A golden shovel is a poetic form in which the last word of each line has been taken from a section of a second, pre-existing poem to which the poet is paying homage. It is conventional to present the borrowed end words in their original order; however, the subject matter of the new poem may differ entirely from that of the original. The form was created by Terrance Hayes, whose poem "The Golden Shovel" from his 2010 collection Lighthead is based on Gwendolyn Brooks's "We Real Cool" (which begins with an epigraph that includes the phrase "Golden Shovel").

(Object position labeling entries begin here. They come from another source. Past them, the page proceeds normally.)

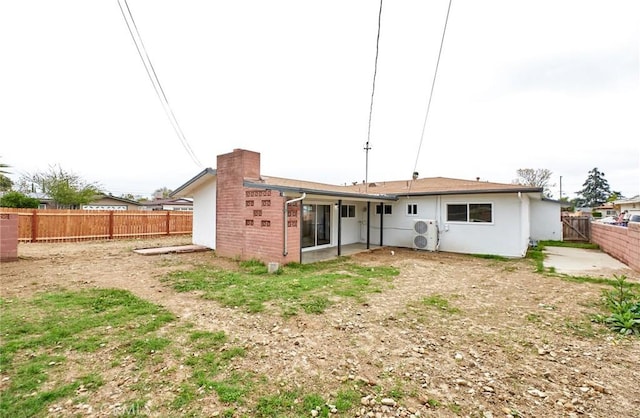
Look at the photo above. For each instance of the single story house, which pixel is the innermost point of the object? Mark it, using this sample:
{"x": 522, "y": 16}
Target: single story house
{"x": 244, "y": 214}
{"x": 630, "y": 205}
{"x": 109, "y": 202}
{"x": 185, "y": 204}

Writer's Digest described it as "sort of in the tradition of the cento and erasure", but with "a lot more room for creativity," while in The Kenyon Review, Dora Malech called it "a kind of reverse-acrostic variation". Claudia Rankine noted that a golden shovel "always remains in conversation with" the poem
on which it is based, while Don Share observed that golden shovels "can be quite different in subject, tone, and texture from the source poem, depending upon the ingenuity and imagination of the poet". In a discussion at LitHub, Adam Levin stated that he considers it to be a "puzzle" that can "challenge" poets, and that in terms of difficulty it is comparable to sestina and pantoum.

==Origin==

When Hayes decided that his five-year-old son should memorize "We Real Cool", the two of them recited the poem so many times that "(o)ne night, even as [Hayes] began digging for [his] own words, Brooks kept playing in [his] head. [He] decided to string the whole poem down the page and write into it."